Bypassing can use very “healthy” tools:
For example, using meditation only to ignore your body’s cry for rest and boundaries.
Or using supplements to push through burnout instead of actually changing your schedule and demands.
Same tool. Different intention.
Bypassing = avoid the message.
Healing = listen, respond, integrate.
The Patient’s Role: Be Clear About What You Want
This is the part that isn’t talked about enough.
Before you work with any practitioner (including me), ask yourself:
Do I mostly want symptom relief right now?
“I don’t care why it hurts; I just need to get through this week. ”This is honest. Acute care, urgent care, or short-term strategies might be appropriate.
Or am I ready to work on healing?
“I’m tired of cycling through the same issues. I’m willing to look at what my body is actually asking for and make changes.”
Neither is “right” or “wrong”—but they are different goals.
Once you’re clear, then ask:
Is this practitioner aligned with what I’m asking for?
Some clinics are built for quick symptom relief.
Others, like functional medicine or integrative care, are built for longer-term pattern work.
If you hire someone who focuses on whole-system healing but demand a fast pharmaceutical-style “cure,” you will both feel frustrated.
If you hire someone who only does quick fixes when you really need comprehensive support, you’ll feel like you’re on a merry-go-round.
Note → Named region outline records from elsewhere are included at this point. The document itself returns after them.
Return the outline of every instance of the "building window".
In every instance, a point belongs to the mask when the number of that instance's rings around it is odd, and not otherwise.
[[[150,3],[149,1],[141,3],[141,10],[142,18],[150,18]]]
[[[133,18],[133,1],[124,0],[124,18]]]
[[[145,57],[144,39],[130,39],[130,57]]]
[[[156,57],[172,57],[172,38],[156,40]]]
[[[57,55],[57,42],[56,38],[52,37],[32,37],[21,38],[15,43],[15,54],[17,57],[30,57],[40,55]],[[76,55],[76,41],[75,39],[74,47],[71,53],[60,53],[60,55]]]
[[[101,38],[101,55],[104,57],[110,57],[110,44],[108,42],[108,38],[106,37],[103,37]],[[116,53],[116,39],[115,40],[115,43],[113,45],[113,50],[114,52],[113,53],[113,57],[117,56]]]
In My World: What You Can Expect from Me
In the Natural Wayz / Solstace universe, my focus is:
Understanding patterns: nervous system, fascia, organs, hormones, gut, energy levels
Using tools like VRA, labs (when needed), physical exam, and history to see how your systems are interacting
Using supplements as corrective tools, not just natural painkillers
Supporting the body with light, heat, mechanical input, nutrition, and lifestyle shifts grounded in physiology and physics
Can I sometimes help symptoms calm down? Yes, and I want you to feel better.
But my primary commitment is to function and healing, not just symptom erasure.
That means:
I will celebrate your body’s signals instead of declaring war on them.
I will ask what the symptom is pointing to, not just how fast we can silence it.
I will use supplements and therapies like tools to correct and support, not as a “green pharmacy” to swap out one pill for another.
The Takeaway
Symptoms are messengers, not enemies.
Supplements are corrective tools, not magic bullets.
Bypassing is not the same as healing, even when the tools look “healthy.”
You, as the patient, have to be clear about whether you’re asking for immediate relief, true healing, or a blend of both—and hire accordingly.